I'm an image buyer, I'm writing a story on gold mining in Australia, I need a photo to illustrate my story. Today I would need to go to several stock photography agencies and enter my search terms, in some cases the terms are ambiguous "mine, a weapon" or "mine, underground space" and gold,"a colour" or "a precious metal". If I had an internet full of images suitably tagged with RDF data then I would be able to find every image that was licensed for use as stock or free to use, taken in Australia, larger than the required number of pixels I need for my cover story and matching the keywords gold mine. I could plot that information against the date the photo was taken, the time of day (e.g. night time), or the geographic location. All of this would afford me more fine control to find just the photo I wanted instead of using clumsy hit-and-miss keywords. Doing the same search today would mean stringing together a query like "mine, Australia, gold, historical, daytime" and praying. Oh, and I need that image urgently! right now skype are currently testing their online presence rdf data, mix that in and I can show only the images with authors who are online now, so I can pick up the phone and call them, it will also get me their number so I don't have to go and search for it.


What about keyword spam? won't everything be unregulated? Yes, there will always be sites that contain lots of false or fake information trying to gain traffic to some sort of advertising messages. One of the great advantages of web 3.0 is that it would appear likely that visibility will not be driven by just the tagging content creators perform but also the quality of that tagging and the level of interest it receives. Sources like wikipedia have already produced trusted sources of all kinds of data. In the future I can imagine services providing organised data containing information to direct buyers to images of specific genres, and styles, popular photographers etc. End users will be easily able to filter 'spam' by just removing sources from their filtered results in the same way as spam blockers currently watch what email users mark as spam and delete it so that other users don't have to see messages from the same spammer.

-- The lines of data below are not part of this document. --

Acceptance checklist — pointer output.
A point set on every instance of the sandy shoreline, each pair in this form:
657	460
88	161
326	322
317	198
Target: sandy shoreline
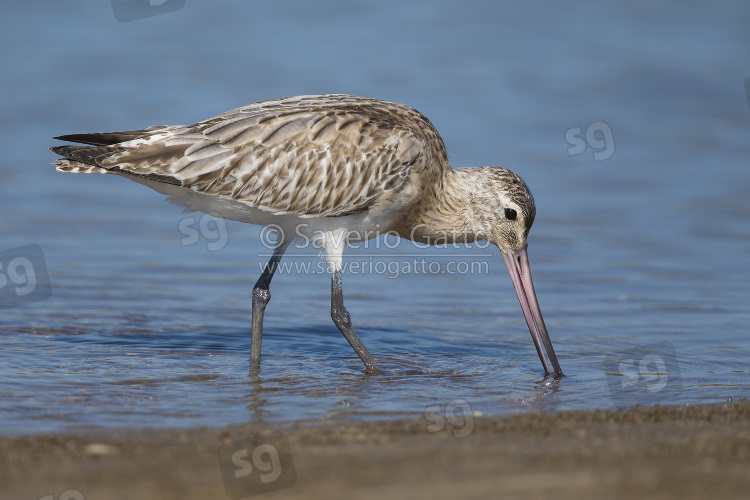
652	452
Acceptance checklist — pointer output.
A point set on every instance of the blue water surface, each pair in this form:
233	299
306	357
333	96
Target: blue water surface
630	124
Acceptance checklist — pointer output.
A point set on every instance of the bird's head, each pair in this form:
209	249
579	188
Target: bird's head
504	211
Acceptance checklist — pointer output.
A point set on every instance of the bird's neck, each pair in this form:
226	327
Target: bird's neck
444	213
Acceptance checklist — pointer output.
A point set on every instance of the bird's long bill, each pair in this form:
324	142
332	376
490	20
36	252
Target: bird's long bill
517	262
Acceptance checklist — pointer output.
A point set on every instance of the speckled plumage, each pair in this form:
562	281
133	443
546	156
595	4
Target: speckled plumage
344	164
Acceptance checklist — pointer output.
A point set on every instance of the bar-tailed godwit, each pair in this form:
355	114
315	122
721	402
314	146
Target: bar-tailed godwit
336	169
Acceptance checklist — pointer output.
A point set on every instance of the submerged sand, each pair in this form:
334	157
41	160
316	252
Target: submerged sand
643	452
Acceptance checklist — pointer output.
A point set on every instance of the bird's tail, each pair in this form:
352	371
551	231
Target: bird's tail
87	159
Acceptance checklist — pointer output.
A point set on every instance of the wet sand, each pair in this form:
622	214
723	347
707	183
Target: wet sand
642	452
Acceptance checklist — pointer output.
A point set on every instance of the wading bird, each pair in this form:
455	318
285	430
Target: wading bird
335	168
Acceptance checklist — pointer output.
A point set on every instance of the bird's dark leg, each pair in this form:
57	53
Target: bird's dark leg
261	296
343	321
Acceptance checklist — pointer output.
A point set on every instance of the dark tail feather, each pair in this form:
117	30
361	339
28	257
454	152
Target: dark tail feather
109	138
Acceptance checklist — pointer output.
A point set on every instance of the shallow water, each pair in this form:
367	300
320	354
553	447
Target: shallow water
640	257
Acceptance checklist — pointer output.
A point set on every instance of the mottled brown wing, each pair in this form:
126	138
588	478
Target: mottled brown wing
315	155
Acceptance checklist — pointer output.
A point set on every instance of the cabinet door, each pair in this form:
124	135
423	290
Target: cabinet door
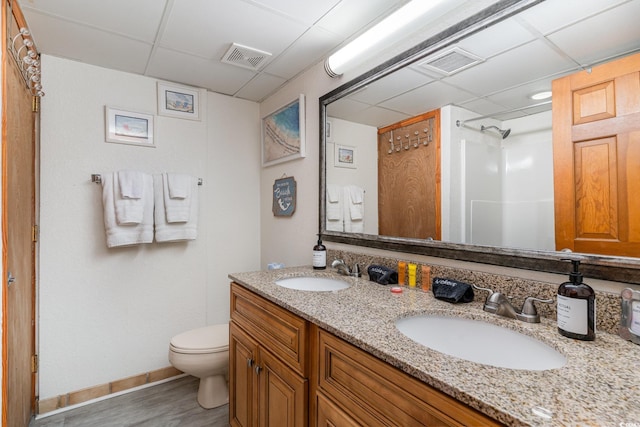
243	391
283	394
329	415
596	155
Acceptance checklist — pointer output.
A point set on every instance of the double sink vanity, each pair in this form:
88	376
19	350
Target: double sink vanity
318	348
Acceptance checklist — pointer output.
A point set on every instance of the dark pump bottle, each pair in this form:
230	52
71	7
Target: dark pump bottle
319	255
577	307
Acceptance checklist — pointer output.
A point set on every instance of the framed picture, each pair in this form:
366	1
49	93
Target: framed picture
345	156
128	127
178	101
283	136
328	131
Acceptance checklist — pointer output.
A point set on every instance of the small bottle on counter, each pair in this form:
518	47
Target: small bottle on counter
319	255
412	275
576	307
426	278
402	273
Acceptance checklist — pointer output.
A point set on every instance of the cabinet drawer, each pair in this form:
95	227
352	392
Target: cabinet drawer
277	329
379	394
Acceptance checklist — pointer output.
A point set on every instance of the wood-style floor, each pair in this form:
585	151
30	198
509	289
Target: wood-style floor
166	405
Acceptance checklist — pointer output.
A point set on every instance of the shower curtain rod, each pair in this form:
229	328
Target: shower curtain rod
459	123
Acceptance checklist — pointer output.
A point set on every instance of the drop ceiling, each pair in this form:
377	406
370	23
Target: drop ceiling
184	41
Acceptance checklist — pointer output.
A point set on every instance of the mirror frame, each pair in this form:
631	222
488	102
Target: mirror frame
621	269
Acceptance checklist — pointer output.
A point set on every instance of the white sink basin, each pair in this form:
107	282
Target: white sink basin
481	342
314	284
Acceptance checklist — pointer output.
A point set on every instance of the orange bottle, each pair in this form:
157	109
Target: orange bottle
402	272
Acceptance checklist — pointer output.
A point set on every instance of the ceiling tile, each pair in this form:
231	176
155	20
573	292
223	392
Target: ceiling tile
550	16
303	11
86	44
210	32
589	40
214	75
315	43
511	68
260	87
138	19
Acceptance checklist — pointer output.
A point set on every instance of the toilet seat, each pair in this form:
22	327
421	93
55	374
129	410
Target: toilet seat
209	339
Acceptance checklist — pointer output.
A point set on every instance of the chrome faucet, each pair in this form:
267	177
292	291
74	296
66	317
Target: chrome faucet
499	304
344	269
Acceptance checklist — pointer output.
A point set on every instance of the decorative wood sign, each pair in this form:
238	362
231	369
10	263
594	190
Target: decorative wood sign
284	196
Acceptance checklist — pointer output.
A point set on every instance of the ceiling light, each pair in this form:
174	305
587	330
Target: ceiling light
335	65
541	95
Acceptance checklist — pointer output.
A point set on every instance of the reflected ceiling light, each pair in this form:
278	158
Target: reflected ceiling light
335	65
541	95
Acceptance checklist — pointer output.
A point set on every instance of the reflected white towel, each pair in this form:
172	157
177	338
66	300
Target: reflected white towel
334	203
126	234
177	231
177	209
333	193
129	201
356	205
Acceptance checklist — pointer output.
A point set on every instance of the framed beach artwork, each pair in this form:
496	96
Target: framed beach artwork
345	156
128	127
178	101
283	136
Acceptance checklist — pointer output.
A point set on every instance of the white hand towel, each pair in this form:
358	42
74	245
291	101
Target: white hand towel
126	234
177	231
129	192
177	209
131	184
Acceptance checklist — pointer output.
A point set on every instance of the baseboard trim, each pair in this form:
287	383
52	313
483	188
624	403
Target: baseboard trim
75	399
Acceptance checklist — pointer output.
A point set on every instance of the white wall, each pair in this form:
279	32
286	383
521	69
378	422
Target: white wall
106	314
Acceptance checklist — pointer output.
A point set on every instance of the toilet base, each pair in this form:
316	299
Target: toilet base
213	392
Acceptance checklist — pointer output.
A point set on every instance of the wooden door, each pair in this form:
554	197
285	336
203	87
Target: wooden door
283	394
409	178
596	150
243	391
18	220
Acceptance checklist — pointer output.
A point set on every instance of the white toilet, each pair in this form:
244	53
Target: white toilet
204	353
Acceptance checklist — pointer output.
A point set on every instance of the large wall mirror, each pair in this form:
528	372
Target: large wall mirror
469	90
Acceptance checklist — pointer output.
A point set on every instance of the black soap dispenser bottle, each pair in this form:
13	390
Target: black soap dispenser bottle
319	255
576	307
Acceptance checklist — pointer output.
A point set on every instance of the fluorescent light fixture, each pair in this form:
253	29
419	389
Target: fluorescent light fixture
541	95
335	65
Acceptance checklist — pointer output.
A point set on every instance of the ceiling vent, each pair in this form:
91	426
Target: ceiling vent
451	61
245	57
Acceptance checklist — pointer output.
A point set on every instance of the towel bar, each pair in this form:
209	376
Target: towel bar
97	178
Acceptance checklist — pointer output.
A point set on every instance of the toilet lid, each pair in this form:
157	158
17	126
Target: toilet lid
209	339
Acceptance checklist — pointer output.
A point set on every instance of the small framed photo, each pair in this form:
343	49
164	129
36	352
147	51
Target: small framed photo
328	131
283	137
345	156
128	127
178	101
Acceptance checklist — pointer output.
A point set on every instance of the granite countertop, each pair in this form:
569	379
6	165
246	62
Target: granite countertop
599	385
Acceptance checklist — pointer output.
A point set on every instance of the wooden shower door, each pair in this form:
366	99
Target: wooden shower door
596	150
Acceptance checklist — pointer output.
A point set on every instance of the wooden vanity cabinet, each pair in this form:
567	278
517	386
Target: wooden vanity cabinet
285	371
268	366
353	388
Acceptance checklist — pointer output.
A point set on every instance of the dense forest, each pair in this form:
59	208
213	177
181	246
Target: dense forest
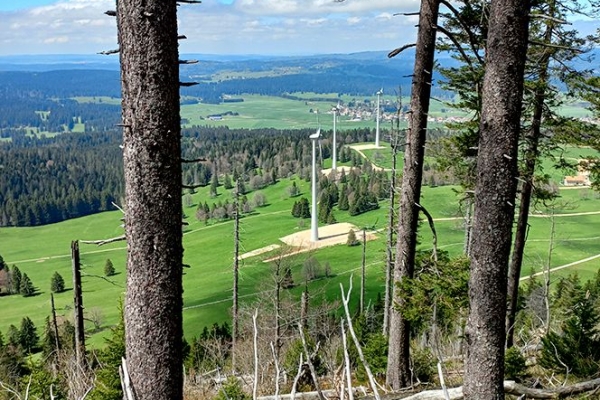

So what's the value to being a stock agency in the web 3.0 future. Plenty, you could provide buyers with a feed of all your images, buyers could mash that data up and filter on only images that are also listed at a stock agency hence guaranteeing some level of quality. Exclusive images will still be of value, as will providing individual photographers with a way of offloading the payment processing and customer support to someone else who can do it better.



Even if Web3.0 is years off it It seems likely that sooner or later 'the internet' will start delving deeper into our images and their current metadata. Google images currently does not read EXIF data nor IPTC descriptions, Flickr can read EXIF but does not allow search by that info apart from images taken with the same type of camera. It's obvious that at some point google, if not someone else using their own sources, will add "map these results by geographic location" "display only images tagged with the IPTC Author : Jane Doe" etc. Right now is a fine time to think about what you tag each of your images with, do you bother to set the clock on your camera to the correct time and date? Do you leave the author and contact fields blank because none of the microstock sites use them? If you can geotag then do it, if you can't then evaluate if it adds any sort of value to the images you take and consider that when buying future hardware and software.

A few years down the line we won't be searching for "Author:Jane Doe", we will have a URI which describes Jane and all her work will be tagged with that (if she wants to share that information). Searching for an individual's pictures on a certain subject will be a lot easier and much less ambiguous, not open to confusion with anyone else who shares the same name. Jane will be able to separate her personal photos from work with a different pseudonym URI

As data becomes better organised then it will become easier to find stock images located anywhere online. Quality photography has always been vital, and quality will become even more important than the agency or website the images are represented by or the marketing done to promote them.